The river, just outside the high school, was still not clean.
Not after all these years.
It roared and was cold and silver, but not clean at all.
It only looked like home.
It still soothes me, something like my mother’s voice,
my lost mother, lost to the arsenic and the greed of man,
that died so I may escape, walk on two feet, safe.
I can’t remember my mother’s voice, only feel it.
In the dead of night, when I am all alone, I can be me,
mermaid and water spirit, floating in the man made pool,
looking up through the glass ceiling at the soft and distant stars,
even as the chlorine burns my skin, makes it pale and flaky.

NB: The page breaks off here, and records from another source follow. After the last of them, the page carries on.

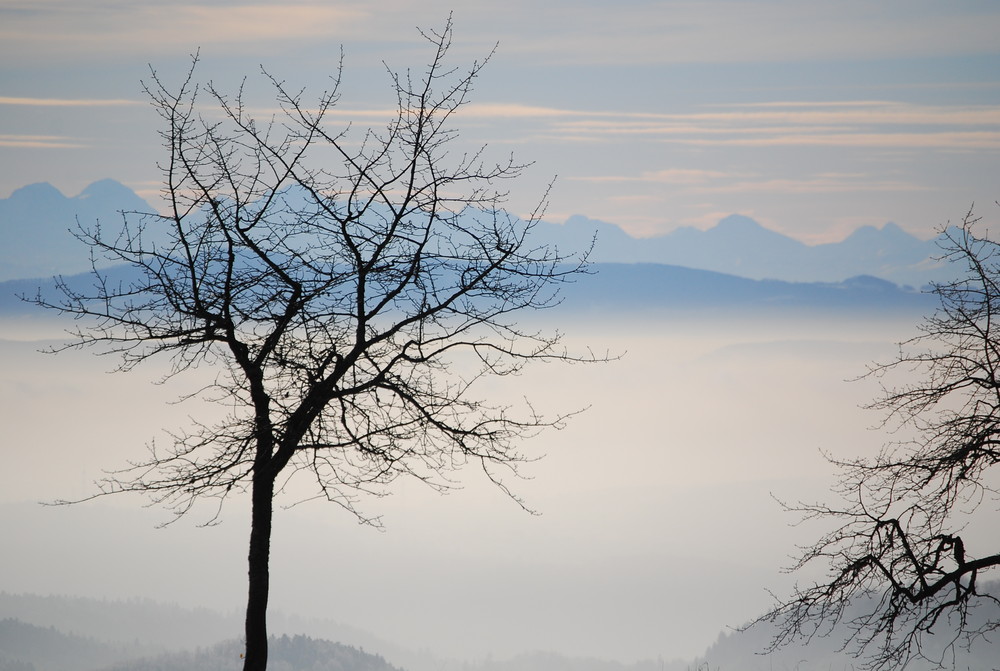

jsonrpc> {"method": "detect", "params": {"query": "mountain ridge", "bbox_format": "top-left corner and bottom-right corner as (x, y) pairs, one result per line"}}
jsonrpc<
(0, 179), (949, 287)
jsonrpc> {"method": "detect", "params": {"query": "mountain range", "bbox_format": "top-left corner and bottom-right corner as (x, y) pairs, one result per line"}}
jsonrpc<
(0, 179), (960, 287)
(0, 584), (998, 671)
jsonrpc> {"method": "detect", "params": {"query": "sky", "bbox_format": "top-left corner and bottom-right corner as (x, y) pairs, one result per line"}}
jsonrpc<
(0, 0), (1000, 243)
(0, 0), (1000, 661)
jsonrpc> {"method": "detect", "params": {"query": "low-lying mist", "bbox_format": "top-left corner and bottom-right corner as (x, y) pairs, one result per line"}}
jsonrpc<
(0, 311), (917, 662)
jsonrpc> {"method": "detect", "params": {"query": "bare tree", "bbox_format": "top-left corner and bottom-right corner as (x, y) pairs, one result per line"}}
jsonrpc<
(757, 211), (1000, 669)
(39, 20), (593, 671)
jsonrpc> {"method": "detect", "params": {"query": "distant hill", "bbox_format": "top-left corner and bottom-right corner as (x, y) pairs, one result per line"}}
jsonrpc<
(692, 583), (1000, 671)
(0, 179), (151, 281)
(0, 179), (949, 287)
(0, 263), (936, 320)
(537, 214), (951, 287)
(100, 636), (397, 671)
(562, 263), (936, 315)
(0, 618), (138, 671)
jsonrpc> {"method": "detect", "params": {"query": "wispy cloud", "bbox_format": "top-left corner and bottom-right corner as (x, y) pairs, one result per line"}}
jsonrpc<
(0, 0), (371, 53)
(469, 101), (1000, 151)
(0, 96), (142, 107)
(0, 135), (88, 149)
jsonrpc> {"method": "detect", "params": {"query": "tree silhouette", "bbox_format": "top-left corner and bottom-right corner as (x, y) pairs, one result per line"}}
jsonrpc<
(757, 211), (1000, 669)
(38, 20), (594, 671)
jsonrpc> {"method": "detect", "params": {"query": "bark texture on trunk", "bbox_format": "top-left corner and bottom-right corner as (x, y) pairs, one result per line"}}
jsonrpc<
(243, 478), (274, 671)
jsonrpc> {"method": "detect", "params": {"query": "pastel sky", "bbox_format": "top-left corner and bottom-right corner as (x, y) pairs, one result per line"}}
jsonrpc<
(0, 0), (1000, 242)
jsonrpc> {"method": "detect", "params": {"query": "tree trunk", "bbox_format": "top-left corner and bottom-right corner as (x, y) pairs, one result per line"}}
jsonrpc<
(243, 475), (274, 671)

I am a natural in the water, a child of Neptune and free, so free.
Even in the harsh water I feel free, even using human legs to swim,
I am free and almost home and where I want to be.
I pretend I love the crowd back. I pretend to bask in their cheers.
Mother gone, and I among the humans, who wrecked home for me,
caused my mother to be lost in what was hers and should not have
been taken, would should have been sacred. They should have cared.
Cared about the world they ravage for pieces of paper and shiny metal.
The river roars and I am clear in my mind, before the swim meet,
before my only peace and comfort, something more than the cramped
bathtub I have in the home a live in, with a sympathetic human,
where I can at least have my tale out, they I am trapped, with nowhere to go.
The meet is about to began, and I get up, and walk up the hell, the cool air
turning hot in my lungs, and my heart racing from stress if not exertion.
The quiet is fading, and these noisy bastards will soon cancel out all the peace,
but that is yet to come, and it is still a cool spring morning, and I am alone with quiet.